Fakat şunu da tabir edelim. İstanbul, 2019’u kurak geçirdi. 2020’yi kurak geçiriyor. Ve bu genelde iki kurak mevsim üst üste olabiliyor periyot dönem. Yağış ölçüleri açısında da nitekim bu iki kurak mevsimde geçmişte olduğundan çok daha az yağış alan bir periyodu yaşıyoruz. Bilhassa bu yılın Kasım ve Aralık ayı için söylüyorum. Lakin seneyi düşündüğümüzde önümüzdeki seneyi düşündüğümüzde tekrar kuraklığın başka bir tehdit oluşturacağı konusunda risklerimiz var.
“MELEN’İN BİTMESİNE 4 YIL VAR”
İstanbul’un su sıkıntısını çözecek strateji 1989 yılında ortaya konulmuş. O periyodun lokal idaresi, o devrin hükümeti Melen Barajı ile ilgili strateji oluşturmuş. O vakit İstanbul’da SP’li belediye vardı. Türkiye’yi de ANAP yönetiyordu. Bu hususta Melen Kanunu çıkarmış. Her şeyi belirlenmiş ve bu su siyasetleri üzerinden süreç tamamlanmış. Lakin ne yazık ki bu Melen 2016 yılında bitmesi tanımlanan Melen, önümüze öteki problemlerle dikildi. Şu an bu meseleler çözülüyor. Bakanlık ve DSİ ile müzakerelerimiz gösteriyor ki 4 yılı var Melen’in. Bitirilmesi ve su toplaması 4 yılı var.

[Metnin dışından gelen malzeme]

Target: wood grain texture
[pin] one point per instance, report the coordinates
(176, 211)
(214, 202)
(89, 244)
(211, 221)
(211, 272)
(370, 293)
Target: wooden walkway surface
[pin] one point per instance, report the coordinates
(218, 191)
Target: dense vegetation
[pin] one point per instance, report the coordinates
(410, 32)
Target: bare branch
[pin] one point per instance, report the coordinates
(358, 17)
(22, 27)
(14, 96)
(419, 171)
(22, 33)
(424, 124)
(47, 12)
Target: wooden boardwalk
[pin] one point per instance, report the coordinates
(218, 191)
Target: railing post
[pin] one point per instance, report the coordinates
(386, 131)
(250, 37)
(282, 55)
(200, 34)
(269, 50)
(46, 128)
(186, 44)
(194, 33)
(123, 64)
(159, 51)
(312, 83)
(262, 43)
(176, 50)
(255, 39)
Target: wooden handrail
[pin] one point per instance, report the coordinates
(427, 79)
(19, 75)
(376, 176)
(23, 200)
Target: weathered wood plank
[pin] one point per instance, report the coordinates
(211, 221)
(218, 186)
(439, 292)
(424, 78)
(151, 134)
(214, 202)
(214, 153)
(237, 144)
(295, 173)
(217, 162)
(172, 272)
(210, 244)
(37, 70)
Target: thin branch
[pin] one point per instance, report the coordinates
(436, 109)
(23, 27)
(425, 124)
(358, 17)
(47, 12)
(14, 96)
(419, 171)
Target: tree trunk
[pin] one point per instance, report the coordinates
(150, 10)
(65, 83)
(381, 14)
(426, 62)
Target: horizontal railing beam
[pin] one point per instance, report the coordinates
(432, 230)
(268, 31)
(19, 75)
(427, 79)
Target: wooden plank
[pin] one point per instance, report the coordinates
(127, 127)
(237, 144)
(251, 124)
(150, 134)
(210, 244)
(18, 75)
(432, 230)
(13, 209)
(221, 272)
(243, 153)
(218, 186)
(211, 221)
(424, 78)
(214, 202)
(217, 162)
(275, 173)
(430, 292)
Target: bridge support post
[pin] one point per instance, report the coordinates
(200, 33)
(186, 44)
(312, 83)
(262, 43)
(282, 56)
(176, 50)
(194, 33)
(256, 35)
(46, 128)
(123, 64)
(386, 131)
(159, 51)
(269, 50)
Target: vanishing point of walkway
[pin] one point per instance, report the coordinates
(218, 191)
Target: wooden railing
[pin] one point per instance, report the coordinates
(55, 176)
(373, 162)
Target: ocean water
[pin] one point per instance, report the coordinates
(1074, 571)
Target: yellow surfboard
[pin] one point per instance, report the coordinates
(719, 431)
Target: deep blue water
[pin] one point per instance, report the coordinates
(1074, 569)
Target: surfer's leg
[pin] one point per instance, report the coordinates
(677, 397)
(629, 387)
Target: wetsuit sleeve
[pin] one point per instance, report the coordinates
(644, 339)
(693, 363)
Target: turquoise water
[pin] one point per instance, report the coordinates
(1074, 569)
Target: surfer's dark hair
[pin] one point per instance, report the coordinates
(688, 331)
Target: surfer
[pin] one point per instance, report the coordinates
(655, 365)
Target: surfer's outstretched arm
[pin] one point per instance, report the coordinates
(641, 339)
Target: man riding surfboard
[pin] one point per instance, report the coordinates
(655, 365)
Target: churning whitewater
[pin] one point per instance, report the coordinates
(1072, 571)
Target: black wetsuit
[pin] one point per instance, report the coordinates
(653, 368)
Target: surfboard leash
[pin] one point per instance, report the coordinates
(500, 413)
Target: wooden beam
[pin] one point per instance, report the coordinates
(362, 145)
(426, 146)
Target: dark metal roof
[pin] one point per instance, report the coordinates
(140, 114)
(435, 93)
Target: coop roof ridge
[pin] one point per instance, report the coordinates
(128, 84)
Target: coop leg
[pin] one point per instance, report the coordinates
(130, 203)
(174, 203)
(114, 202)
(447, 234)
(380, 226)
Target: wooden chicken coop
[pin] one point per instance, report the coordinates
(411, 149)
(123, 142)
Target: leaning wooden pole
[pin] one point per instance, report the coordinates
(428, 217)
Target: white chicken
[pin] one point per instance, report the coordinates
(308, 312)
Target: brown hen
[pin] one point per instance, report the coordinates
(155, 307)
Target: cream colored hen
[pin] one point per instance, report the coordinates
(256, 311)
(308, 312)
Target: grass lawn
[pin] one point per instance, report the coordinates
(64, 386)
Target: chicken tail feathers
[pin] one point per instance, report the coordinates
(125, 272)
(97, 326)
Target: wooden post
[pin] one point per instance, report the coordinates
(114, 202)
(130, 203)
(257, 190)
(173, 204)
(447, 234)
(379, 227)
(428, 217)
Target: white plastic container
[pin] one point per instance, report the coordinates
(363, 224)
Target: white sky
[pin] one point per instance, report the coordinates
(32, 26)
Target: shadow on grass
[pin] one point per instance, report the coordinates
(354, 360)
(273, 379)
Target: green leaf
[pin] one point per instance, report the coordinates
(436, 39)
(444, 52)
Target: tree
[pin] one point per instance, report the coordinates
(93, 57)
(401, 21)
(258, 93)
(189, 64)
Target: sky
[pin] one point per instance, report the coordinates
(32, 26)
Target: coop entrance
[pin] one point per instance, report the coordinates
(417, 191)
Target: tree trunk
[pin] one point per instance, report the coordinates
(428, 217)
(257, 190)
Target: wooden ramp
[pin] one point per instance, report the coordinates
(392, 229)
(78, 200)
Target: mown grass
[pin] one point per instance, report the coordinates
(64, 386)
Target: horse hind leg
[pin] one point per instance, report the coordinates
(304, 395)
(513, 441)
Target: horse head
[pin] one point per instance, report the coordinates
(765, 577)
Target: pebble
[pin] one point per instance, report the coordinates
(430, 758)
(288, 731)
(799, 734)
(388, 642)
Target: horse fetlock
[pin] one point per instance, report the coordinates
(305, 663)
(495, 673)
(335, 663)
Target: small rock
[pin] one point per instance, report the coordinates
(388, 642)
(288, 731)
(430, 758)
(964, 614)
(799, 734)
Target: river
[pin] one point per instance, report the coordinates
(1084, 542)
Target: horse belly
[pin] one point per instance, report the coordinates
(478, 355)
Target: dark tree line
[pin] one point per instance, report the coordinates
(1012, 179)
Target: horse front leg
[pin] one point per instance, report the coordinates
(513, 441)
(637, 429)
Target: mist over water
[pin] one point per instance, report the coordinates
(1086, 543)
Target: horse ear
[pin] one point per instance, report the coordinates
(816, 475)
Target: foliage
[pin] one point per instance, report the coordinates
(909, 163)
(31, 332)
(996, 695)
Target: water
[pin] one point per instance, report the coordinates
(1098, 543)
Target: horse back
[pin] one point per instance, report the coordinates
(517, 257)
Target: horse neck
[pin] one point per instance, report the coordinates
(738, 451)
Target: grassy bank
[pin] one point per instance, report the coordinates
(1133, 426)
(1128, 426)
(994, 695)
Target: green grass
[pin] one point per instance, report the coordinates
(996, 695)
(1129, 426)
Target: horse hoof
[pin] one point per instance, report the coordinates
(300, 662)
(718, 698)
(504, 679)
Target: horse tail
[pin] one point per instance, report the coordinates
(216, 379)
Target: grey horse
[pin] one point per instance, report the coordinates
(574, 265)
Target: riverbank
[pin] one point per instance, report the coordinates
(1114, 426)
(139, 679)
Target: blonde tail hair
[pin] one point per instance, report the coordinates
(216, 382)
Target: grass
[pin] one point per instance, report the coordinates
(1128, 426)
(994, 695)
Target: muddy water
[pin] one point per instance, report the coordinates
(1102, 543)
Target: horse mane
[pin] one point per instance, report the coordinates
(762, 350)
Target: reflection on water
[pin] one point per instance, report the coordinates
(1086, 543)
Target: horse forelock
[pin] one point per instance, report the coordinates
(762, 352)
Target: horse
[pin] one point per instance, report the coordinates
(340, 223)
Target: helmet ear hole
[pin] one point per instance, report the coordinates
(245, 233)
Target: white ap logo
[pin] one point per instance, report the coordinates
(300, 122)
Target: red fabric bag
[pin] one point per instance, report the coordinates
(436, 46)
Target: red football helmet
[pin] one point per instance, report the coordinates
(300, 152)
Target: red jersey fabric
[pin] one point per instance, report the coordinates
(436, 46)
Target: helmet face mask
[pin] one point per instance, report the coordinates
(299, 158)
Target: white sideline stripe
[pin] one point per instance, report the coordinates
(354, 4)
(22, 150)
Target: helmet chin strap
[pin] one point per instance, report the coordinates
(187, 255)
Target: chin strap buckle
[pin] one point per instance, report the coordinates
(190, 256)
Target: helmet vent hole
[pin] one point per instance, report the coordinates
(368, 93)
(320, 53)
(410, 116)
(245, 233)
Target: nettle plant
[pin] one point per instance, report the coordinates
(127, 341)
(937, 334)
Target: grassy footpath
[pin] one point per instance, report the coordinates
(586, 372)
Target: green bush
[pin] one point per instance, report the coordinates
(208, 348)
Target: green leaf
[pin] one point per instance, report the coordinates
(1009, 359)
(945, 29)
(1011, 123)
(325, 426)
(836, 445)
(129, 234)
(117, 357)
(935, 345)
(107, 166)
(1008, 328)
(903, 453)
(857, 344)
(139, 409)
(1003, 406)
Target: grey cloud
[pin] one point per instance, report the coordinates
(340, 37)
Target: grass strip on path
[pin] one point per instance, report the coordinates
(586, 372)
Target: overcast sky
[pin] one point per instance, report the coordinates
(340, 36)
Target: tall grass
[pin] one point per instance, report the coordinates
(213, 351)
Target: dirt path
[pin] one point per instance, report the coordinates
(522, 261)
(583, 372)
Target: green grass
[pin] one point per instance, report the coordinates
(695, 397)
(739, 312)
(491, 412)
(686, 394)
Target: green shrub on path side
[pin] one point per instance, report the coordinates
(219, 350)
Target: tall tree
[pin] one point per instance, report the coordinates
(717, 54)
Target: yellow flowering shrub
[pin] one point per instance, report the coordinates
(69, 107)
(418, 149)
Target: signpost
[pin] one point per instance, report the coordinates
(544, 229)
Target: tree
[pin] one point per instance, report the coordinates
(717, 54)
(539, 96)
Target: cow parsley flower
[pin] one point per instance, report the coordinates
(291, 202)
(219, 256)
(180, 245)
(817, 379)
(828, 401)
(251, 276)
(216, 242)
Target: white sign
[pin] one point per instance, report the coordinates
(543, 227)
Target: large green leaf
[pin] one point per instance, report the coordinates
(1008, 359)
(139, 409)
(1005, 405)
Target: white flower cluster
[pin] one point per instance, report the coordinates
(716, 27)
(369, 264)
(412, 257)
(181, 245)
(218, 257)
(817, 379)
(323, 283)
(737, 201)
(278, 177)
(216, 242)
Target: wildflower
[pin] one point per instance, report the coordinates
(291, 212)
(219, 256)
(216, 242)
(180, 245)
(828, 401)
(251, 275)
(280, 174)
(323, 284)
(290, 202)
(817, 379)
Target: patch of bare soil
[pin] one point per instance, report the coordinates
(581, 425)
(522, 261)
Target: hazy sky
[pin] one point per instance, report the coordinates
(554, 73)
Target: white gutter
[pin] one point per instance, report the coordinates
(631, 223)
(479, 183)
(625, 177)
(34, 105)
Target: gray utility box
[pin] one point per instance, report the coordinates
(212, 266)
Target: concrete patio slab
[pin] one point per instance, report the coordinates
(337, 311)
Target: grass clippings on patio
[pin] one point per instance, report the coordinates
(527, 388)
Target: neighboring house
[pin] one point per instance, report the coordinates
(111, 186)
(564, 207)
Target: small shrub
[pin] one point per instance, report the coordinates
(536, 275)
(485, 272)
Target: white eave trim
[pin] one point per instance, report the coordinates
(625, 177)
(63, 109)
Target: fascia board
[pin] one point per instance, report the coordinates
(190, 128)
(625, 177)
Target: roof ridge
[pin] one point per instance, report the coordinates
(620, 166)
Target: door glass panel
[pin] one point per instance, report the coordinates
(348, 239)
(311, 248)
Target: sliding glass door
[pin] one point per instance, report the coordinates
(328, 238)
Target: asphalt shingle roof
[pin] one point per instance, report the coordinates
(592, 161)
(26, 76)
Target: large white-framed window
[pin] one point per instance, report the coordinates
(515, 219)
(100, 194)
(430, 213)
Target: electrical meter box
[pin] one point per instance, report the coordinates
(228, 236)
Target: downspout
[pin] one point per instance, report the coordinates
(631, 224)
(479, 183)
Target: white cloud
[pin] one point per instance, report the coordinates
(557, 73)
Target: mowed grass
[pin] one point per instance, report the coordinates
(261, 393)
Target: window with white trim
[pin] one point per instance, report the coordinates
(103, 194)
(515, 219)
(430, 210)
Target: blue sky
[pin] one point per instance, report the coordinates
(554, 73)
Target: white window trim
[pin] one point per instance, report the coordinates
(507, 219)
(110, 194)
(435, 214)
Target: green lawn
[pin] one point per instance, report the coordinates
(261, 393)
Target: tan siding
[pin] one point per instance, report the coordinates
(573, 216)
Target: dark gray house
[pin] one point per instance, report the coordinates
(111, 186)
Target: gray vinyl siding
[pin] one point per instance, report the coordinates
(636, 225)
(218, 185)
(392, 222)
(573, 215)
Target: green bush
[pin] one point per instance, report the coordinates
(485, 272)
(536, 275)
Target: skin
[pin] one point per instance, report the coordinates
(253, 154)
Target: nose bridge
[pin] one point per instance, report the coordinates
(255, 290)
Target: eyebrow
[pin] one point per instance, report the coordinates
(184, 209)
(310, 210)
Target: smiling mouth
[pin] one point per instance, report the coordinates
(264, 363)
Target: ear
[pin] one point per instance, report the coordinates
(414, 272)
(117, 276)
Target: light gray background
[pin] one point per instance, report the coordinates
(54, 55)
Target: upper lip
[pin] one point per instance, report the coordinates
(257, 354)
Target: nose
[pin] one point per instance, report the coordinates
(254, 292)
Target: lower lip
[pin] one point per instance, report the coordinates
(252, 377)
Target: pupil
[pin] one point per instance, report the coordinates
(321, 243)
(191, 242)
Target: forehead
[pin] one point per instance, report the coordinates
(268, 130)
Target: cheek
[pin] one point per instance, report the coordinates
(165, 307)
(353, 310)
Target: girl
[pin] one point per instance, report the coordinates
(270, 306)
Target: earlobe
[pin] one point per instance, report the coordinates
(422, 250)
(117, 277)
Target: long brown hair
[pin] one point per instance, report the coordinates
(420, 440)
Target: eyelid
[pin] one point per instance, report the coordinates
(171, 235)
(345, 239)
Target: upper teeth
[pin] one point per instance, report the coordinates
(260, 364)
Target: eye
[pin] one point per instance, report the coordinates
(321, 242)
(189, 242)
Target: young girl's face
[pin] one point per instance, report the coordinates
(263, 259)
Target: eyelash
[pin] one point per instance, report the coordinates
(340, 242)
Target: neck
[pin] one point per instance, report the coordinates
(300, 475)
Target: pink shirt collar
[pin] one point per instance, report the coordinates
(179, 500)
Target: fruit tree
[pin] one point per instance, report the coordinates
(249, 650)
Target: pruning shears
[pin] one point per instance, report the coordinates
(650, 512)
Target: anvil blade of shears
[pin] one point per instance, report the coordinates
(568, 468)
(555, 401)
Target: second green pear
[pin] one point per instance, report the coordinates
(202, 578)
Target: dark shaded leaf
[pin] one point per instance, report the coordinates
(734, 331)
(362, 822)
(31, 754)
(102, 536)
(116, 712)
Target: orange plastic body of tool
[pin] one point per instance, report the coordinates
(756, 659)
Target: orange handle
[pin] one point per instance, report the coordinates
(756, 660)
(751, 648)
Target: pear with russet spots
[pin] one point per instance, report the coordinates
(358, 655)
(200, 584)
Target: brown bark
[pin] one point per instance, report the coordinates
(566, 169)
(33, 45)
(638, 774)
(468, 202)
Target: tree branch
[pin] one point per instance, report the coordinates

“ZOR GÜNLERDE YENİ KUYULAR AÇMAYA BAŞLADIK”
Biz Melen’den su basıyoruz. Olağan derenin debisinden su basıyoruz. Öteki yerlerden de su basıyoruz İstanbul’a. Ve şu sıkıntı günlerde yeni kuyu açmalarına da başladık. İstanbul’un suyunu istikrar de tutmak açısından. Bunun farklı ölçümleri, Anadolu, Avrupa yakası üzere ayrıntıları var ki. Burada en riskli alan Avrupa Yakası. Burada Kanal’ın ayrıyeten bir tehdit olması Avrupa Yakası’nda da olmasıyla birlikte nasıl bir büyük tehdide dönüşeceğini belirtmek isterim.
“MELEN BİTMİŞ OLSAYDI 2040’A KADAR SU SIKINTISINI ÇÖZDÜK LAFI GERÇEK OLURDU”
Bütün bu kavramlar üzerinden Melen’in bitmesi, su tutması 2,3,4 dönem üst üste kurak dönem geçirseniz bile o bölgenin yağışlı olması sebebiyle aslında riskleri ortadan kaldırıyordu. Melen bugün bitmiş olsaydı seçimden evvel söylenen ne olursa olsun ‘2040’a kadar su problemini çözdük’ lafı yanlışsız olurdu. Ne yazık ki şu an yanlışsız değil. İnşallah 2024 itibariyle o problemde ortadan kalkmış olacak. Lakin dediğim üzere bugün için acil bir alarmımız yok. Fakat risk var. O riskte önümüzdeki yılında kurak geçmesi. Aksiyon planlarımızı çalıştık. Şu an için o denli bir alarmımız yok. Bir vatandaş olarak yapılması gerekenden bahsediyorum. Tasarruflu kullanma kavramına dikkat etsinler. Bizde A, B, C planlarınızı hazırlıyoruz. Tedbirliyiz. Gerektiğinde kamuoyunu bilgilendireceğimiz diğer tahlil hususlarımızda mevcuttur.”